Additional state consumer protection laws would be applicable to the loans we facilitate if we, or any third party loan marketer whose activities we coordinate, were re-characterized as a lender, and the loans (or the provisions governing interest rates, fees and other charges) could be unenforceable. In addition, we could be subject to claims by consumers, as well as enforcement actions by regulators. Even if we were not required to cease doing business with residents of certain states or to change our business practices to comply with applicable laws and regulations, we could be required to register or obtain licenses or regulatory approvals that could impose a substantial cost on us. To date, there have been no actions taken or threatened against us on the theory that we have engaged in unauthorized lending. However, such actions could have a material adverse effect on our business.
Risks Relating to Ownership of Our Common Stock
The price of our common stock may be volatile.

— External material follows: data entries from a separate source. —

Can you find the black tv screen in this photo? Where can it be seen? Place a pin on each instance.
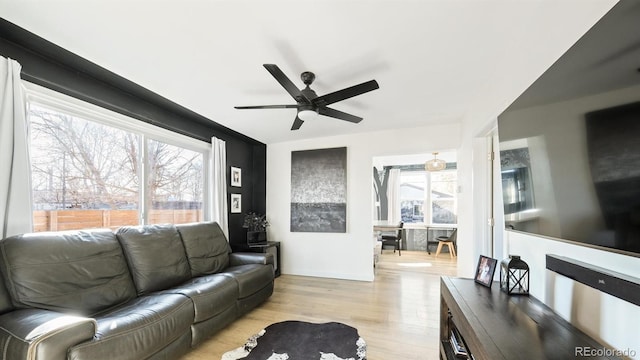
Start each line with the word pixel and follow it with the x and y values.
pixel 570 144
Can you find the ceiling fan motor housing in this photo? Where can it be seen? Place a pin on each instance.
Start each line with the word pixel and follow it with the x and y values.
pixel 307 77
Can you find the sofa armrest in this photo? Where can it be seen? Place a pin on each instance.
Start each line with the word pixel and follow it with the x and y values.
pixel 244 258
pixel 34 334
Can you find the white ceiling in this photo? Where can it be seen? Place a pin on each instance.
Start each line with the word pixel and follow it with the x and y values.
pixel 432 58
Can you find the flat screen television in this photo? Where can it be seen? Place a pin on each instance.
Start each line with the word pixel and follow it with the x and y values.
pixel 570 144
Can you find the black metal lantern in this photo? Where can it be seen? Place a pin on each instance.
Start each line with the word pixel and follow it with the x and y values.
pixel 514 276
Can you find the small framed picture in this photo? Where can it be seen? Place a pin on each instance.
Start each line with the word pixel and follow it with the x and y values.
pixel 236 203
pixel 485 270
pixel 236 177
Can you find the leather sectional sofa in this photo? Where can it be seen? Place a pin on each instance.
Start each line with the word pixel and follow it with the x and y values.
pixel 143 292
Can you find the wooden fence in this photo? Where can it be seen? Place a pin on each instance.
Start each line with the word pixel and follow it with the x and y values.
pixel 58 220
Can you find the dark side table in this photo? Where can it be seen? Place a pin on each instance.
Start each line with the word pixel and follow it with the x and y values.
pixel 272 247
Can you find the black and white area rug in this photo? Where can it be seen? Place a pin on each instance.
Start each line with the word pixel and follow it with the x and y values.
pixel 297 340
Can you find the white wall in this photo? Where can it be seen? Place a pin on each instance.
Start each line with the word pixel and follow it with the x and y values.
pixel 348 255
pixel 608 319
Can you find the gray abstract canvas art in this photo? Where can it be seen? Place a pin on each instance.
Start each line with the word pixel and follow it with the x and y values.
pixel 319 190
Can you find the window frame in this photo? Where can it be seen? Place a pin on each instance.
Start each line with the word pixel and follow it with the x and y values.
pixel 41 96
pixel 427 207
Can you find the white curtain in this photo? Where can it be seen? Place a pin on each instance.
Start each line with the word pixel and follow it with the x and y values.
pixel 15 177
pixel 393 196
pixel 218 176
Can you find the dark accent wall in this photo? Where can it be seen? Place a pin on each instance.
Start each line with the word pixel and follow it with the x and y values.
pixel 53 67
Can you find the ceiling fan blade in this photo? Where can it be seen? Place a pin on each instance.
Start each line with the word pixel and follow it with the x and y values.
pixel 267 107
pixel 297 123
pixel 338 114
pixel 346 93
pixel 286 83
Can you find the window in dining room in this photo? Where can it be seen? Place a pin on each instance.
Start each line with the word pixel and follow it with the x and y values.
pixel 428 197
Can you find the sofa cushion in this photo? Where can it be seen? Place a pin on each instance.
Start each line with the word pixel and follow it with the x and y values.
pixel 206 246
pixel 74 271
pixel 138 329
pixel 211 295
pixel 155 255
pixel 5 298
pixel 251 278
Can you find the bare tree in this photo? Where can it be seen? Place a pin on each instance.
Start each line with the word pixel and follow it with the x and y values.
pixel 78 163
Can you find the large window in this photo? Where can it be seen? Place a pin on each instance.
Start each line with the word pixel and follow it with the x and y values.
pixel 90 170
pixel 428 197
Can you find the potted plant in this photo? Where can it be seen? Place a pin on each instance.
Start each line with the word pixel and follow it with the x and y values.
pixel 256 226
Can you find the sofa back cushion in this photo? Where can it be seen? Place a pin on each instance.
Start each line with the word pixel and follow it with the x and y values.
pixel 155 255
pixel 206 246
pixel 5 298
pixel 74 271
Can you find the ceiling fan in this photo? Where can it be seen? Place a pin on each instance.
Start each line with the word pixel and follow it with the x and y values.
pixel 308 103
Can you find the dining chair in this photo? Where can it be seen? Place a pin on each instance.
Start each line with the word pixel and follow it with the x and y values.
pixel 449 242
pixel 394 240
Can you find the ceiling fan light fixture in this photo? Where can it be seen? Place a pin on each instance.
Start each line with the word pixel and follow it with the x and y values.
pixel 435 164
pixel 307 114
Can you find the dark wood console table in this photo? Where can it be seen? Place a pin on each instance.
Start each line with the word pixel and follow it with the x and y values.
pixel 270 246
pixel 492 325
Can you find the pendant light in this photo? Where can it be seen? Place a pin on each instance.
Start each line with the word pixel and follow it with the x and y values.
pixel 435 164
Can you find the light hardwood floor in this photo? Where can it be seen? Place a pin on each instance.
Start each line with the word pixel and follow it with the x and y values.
pixel 397 314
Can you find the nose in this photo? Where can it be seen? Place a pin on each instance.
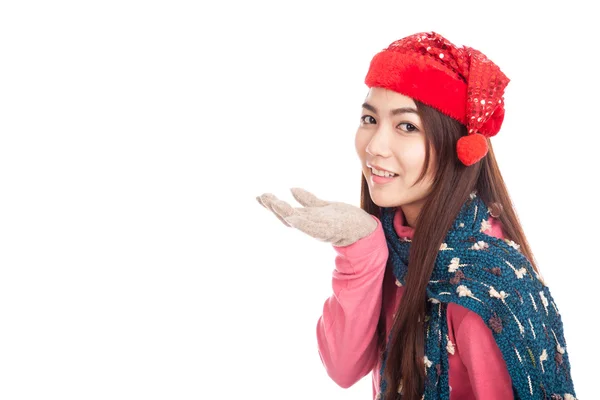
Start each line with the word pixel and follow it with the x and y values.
pixel 379 145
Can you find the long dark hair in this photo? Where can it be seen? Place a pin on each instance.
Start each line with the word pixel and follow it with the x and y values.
pixel 452 184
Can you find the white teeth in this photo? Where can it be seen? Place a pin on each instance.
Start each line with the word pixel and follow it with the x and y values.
pixel 382 173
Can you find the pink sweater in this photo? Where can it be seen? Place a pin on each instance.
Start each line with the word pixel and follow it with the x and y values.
pixel 363 288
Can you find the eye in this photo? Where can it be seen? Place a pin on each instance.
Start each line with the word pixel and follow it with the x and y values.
pixel 364 118
pixel 408 127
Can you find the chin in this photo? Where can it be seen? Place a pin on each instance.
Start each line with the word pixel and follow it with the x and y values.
pixel 385 201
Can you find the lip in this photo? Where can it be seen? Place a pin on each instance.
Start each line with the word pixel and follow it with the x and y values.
pixel 377 167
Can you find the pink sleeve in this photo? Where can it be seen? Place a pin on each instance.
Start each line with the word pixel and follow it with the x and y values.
pixel 346 332
pixel 483 359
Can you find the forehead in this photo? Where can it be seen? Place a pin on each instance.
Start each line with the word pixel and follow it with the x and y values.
pixel 385 98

The trading price of our common stock may fluctuate substantially, depending on many factors, some of which are beyond our control and may not be related to our operating performance. These fluctuations could cause you to lose part or all of your investment in our shares of common stock. Those factors that could cause fluctuations include, but are not limited to, the following:
- •
- actual or anticipated changes in our earnings or fluctuations in our operating results or in the expectations of securities analysts, including as a result of the timing, size or structure of any securitizations or alternative transactions;
- •
- difficulties we may encounter in structuring securitizations or alternative financings, including continued disruptions in the education loan ABS market or demand for securities offered by trusts that we facilitate, or the loss of opportunities to structure securitization transactions;
- •
- any variance between the actual performance of the securitization trusts and the key assumptions that we have used to estimate the fair value of our additional structural advisory fees and residuals receivables;
- •
- changes in the key assumptions we use to estimate the fair value of our additional structural advisory fees, residuals receivables and education loans held for sale, including among others, discount, default and prepayment rates;
- •
- announcement by us, our competitors or our potential competitors of acquisitions, new products or services, significant contracts, commercial relationships or capital markets activities;
- •
- developments in the TERI Reorganization, including challenges to the trusts' security interests in collateral securing TERI's guaranty obligations or TERI's rejection of its guaranty agreements;
- •
- loss of a significant client or clients;
- •
- negative publicity about the private education loan market generally or us specifically;
- •
- regulatory developments or sanctions directed at Union Federal or us;
- •
- adverse rating agency actions with respect to the securitization trusts that we have facilitated;
- •
- price and volume fluctuations in the overall stock market and volatility in the ABS market, from time to time;
- •
- significant volatility in the market price and trading volume of financial services and process outsourcing companies;
102
- •
- general economic conditions and trends, including economic pressure on consumer asset classes such as private education loans;
- •
- legislative initiatives affecting federal or private education loans, including the federal budget and proposed regulations implementing Title X of the Higher Education Opportunity Act of 2008 that would revise disclosure and procedural requirements for private education loans;
- •
- major catastrophic events;
- •
- purchases or sales of large blocks of our stock; or
- •
- departures of key personnel.
In the past, following periods of volatility in the market price of a company's securities, securities class action litigation has often been brought against that company. Due to the recent volatility of our stock price, we have become the target of securities litigation. In April and May 2008, seven purported class actions were filed against us and certain of our current and former officers and certain of our directors in the United States District Court for the District of Massachusetts. The plaintiffs allege, among other things, that the defendants made false and misleading statements and failed to disclose material information in various SEC filings, press releases and other public statements. The complaints allege various claims under the Exchange Act and Rule 10b-5 promulgated thereunder. The complaints seek, among other relief, class certification, unspecified damages, fees and such other relief as the court may deem just and proper. In August 2008, the court consolidated these cases and appointed lead plaintiffs and a lead counsel.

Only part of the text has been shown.